El monto surge de entradas por USD 3.291 millones y salidas por USD 2.360 millones, resultando un balance favorable que ratifica la tendencia de crecimiento sostenido observada en los últimos años. Con estos números, el stock acumulado de inversión directa asciende a USD 10.395 millones, lo que representa un incremento del 3,8% respecto al ejercicio anterior.
Lejos de concentrarse en un solo rubro, la inversión extranjera se distribuye en varios sectores que hoy sostienen el dinamismo de la economía paraguaya. El comercio lidera con el 19% del total, seguido por la intermediación financiera (16%), la elaboración de aceites (7%) y el transporte (7%). En conjunto, estos segmentos aportan más de la mitad del capital extranjero presente en el país.
Durante el 2024, los mayores incrementos se observaron en actividades vinculadas al comercio, los servicios empresariales, las telecomunicaciones, la producción de carne y la banca. Sin embargo, también hubo sectores con salidas netas, como la producción de alimentos, los servicios inmobiliarios, los productos metálicos y la minería. Este comportamiento mixto revela una economía que atrae capital hacia áreas de servicios y consumo, pero que aún enfrenta desafíos para retener inversiones en la industria pesada.
Otro dato que ilustra el atractivo paraguayo es la diversificación geográfica de sus fuentes de inversión. En el 2024, 68 países mantuvieron capital activo en el país. Brasil, Estados Unidos, Países Bajos, Uruguay y España figuran entre los principales emisores, aunque se destaca también la creciente participación de Chile, Argentina, Islas Caimán e Islas Vírgenes Británicas. Esta pluralidad de orígenes no solo amplía la red de vínculos económicos, sino que también reduce el riesgo de dependencia de pocos mercados.
La estabilidad macroeconómica, la baja presión tributaria y la previsibilidad de las reglas de juego siguen siendo factores clave para este tipo de flujos.
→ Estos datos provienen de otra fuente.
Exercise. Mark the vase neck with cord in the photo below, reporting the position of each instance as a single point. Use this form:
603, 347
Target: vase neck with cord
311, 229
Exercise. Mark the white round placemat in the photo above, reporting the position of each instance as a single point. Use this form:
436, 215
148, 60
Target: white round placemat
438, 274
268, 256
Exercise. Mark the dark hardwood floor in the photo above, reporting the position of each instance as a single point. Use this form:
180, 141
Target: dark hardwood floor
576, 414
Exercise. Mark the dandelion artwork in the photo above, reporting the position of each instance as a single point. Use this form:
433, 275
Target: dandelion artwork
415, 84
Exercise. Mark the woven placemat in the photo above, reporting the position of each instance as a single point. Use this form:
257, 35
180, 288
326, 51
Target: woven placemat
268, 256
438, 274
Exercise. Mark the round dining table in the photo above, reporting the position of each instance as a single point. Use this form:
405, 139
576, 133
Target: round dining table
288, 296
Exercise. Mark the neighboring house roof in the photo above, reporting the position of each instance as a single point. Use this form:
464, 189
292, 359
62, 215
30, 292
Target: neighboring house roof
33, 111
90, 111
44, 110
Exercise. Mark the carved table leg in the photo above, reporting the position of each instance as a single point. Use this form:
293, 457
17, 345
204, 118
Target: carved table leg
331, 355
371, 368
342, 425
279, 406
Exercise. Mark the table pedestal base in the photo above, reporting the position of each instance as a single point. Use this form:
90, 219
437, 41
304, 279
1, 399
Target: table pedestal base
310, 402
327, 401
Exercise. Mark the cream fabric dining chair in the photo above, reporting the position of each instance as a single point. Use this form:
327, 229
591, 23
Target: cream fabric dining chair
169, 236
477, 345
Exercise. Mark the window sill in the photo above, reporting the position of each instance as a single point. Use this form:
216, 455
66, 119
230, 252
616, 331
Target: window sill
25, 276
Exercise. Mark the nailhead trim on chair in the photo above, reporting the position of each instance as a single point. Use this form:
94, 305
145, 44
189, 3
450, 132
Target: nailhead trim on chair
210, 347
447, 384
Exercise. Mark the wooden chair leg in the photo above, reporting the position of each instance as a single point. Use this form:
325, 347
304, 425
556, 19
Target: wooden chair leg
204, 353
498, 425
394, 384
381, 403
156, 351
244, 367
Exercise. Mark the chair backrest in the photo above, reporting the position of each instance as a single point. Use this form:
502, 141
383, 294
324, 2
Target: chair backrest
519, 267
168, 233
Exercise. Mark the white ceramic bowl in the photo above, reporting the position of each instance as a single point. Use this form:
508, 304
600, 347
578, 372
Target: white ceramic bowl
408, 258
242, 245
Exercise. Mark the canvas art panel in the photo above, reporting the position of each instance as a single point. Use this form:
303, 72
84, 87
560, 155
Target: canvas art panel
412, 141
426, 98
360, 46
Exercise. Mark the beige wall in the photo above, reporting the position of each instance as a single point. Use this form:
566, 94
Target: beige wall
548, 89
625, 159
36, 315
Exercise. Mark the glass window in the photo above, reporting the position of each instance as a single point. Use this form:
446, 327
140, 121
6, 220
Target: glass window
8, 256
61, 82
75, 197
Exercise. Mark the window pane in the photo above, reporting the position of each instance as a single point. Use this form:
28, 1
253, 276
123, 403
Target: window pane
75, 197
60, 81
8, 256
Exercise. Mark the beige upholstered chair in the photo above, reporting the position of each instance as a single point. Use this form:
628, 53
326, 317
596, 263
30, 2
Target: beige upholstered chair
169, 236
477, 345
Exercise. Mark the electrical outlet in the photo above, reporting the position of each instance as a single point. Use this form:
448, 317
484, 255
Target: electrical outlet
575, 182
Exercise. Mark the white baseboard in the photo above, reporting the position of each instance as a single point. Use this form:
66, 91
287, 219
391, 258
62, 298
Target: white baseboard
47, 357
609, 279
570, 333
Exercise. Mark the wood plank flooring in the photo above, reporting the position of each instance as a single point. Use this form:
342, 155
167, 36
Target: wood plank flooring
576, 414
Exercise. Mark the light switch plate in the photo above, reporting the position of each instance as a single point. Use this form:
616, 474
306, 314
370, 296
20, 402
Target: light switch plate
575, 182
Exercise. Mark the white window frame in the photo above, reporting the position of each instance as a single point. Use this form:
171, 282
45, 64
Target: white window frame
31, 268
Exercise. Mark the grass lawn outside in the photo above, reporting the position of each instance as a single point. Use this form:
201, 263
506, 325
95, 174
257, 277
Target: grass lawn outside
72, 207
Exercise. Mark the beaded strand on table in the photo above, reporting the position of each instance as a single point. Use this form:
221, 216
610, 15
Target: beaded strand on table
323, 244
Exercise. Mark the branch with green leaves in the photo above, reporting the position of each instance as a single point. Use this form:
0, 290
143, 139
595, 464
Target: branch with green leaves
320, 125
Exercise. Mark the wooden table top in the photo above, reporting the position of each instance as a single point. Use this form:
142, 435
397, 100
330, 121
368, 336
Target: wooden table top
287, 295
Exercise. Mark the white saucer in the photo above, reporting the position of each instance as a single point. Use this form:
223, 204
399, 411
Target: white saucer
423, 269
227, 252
En un contexto regional donde varios países sufren vaivenes cambiarios, inflación elevada y marcos regulatorios más restrictivos, Paraguay ofrece una ecuación atractiva entre riesgo y rentabilidad.
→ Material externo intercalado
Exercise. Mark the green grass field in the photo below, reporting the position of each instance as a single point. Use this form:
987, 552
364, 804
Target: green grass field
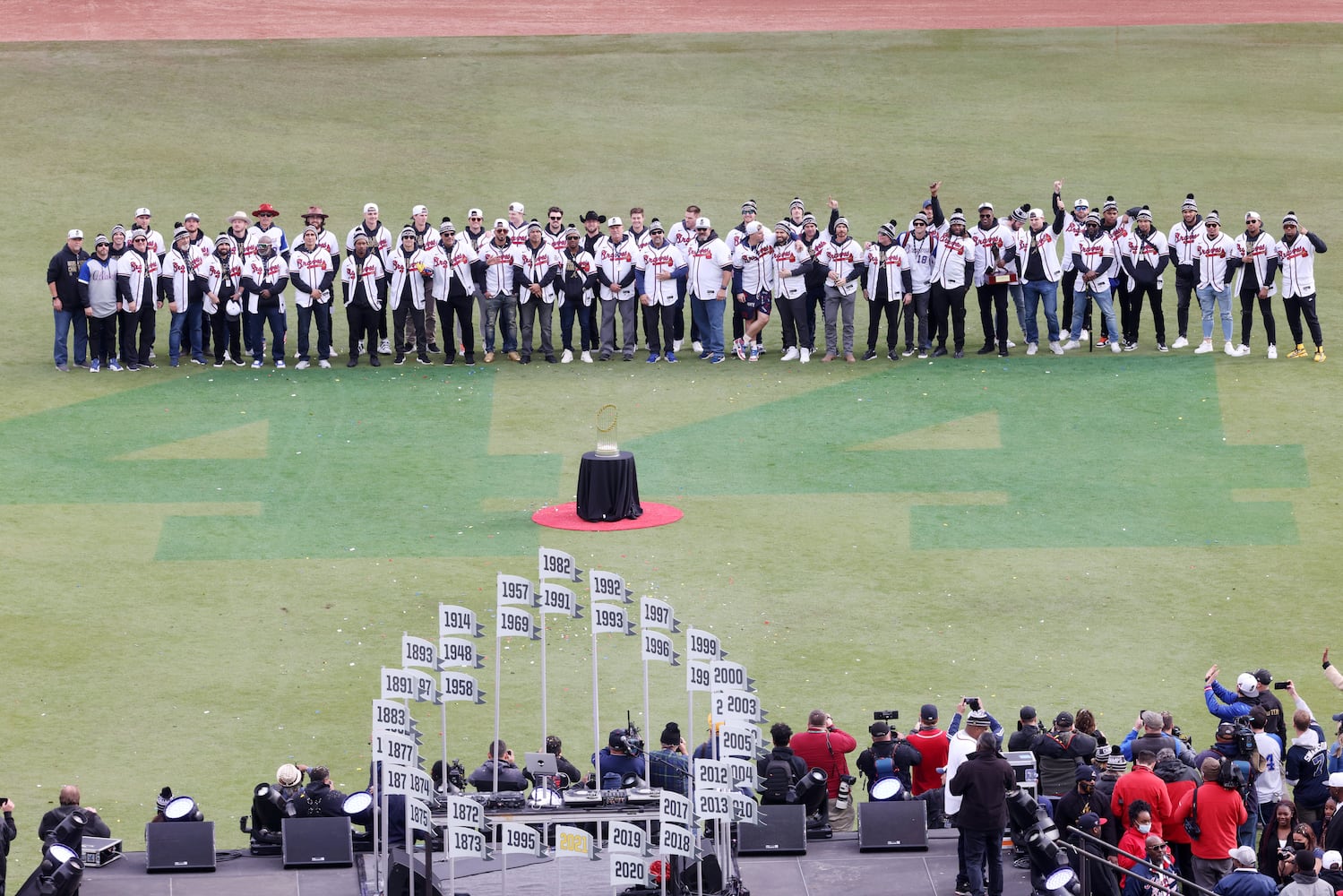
204, 570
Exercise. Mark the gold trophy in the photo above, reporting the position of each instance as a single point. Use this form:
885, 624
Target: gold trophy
606, 445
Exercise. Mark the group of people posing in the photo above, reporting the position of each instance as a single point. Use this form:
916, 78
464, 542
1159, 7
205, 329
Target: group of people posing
230, 289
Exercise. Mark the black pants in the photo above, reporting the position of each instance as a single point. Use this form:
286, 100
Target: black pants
417, 314
1296, 306
876, 308
1248, 297
653, 317
994, 296
1154, 298
952, 300
793, 320
1184, 293
228, 335
102, 338
363, 325
460, 306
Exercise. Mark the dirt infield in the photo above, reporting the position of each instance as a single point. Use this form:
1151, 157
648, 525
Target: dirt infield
212, 21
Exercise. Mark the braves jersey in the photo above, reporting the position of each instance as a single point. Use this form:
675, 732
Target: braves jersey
312, 271
1214, 261
616, 268
659, 260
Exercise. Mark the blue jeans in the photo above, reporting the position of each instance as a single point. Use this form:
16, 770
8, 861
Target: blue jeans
1103, 300
64, 320
984, 847
495, 306
277, 332
1222, 298
1034, 292
708, 317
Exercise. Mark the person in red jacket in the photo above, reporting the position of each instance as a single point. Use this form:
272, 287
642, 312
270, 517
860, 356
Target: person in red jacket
1219, 813
925, 778
1141, 783
823, 745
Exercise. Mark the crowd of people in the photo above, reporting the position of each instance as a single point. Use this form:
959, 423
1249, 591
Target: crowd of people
415, 295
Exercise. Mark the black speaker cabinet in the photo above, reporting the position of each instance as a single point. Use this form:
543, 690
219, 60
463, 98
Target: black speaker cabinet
893, 825
782, 831
317, 842
180, 845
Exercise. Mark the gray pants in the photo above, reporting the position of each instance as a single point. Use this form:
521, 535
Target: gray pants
528, 311
627, 325
834, 304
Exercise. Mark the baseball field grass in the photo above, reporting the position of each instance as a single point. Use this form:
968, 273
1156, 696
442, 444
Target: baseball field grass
204, 570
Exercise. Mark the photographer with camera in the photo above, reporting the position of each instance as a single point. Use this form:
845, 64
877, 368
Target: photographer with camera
1211, 814
823, 745
888, 758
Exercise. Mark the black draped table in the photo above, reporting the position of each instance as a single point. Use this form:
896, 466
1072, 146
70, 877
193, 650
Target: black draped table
608, 487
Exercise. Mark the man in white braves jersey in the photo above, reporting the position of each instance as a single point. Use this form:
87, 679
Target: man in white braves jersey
1181, 242
1296, 260
888, 288
616, 271
1254, 280
1216, 255
661, 268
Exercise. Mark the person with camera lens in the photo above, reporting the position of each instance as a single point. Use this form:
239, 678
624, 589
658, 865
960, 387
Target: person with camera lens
888, 758
1211, 814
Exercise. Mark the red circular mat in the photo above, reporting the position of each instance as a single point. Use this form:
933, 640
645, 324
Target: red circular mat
564, 516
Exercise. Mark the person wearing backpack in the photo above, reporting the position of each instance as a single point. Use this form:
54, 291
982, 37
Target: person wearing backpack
887, 758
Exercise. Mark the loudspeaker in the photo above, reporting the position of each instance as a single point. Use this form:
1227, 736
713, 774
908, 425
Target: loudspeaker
180, 845
317, 841
893, 825
782, 831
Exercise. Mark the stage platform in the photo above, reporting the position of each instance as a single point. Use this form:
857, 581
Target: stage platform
828, 866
De acuerdo con el BCP, buena parte del flujo positivo corresponde a reinversión de utilidades y capitalización de empresas ya instaladas. Es decir, los inversionistas que operan en el país no solo permanecen, sino que amplían sus operaciones, un indicador de confianza que vale más que la entrada de nuevos capitales coyunturales.
Este fenómeno se explica, en parte, por el repunte de los sectores vinculados al consumo interno y al comercio regional, así como por la mayor apertura de la economía local hacia nuevos acuerdos bilaterales y estrategias de atracción de inversión. La infraestructura energética y el costo competitivo de la mano de obra también juegan un papel decisivo.
Mientras la inversión extranjera directa en América del Sur cayó un 18% durante el 2024, según informes internacionales, Paraguay fue una de las excepciones que registró crecimiento. Esta divergencia no es casual: el país logró sostener un entorno estable, sin shocks macroeconómicos ni alteraciones políticas significativas, algo que hoy se traduce en una percepción de “refugio” para el capital productivo.
Si bien los datos confirman la solidez del flujo inversor, el reto ahora pasa por traducir esa confianza en crecimiento real. La concentración del capital en determinados sectores y la salida en otros muestran la necesidad de políticas de diversificación y valor agregado que permitan un impacto más equilibrado en el empleo y la productividad.
Paraguay ha logrado instalarse en el radar de los inversionistas, pero el próximo paso será consolidar esa atención en proyectos que impulsen innovación, sostenibilidad y competitividad. En un mapa regional convulsionado, mantener la coherencia económica puede ser, más que una ventaja, una estrategia de desarrollo.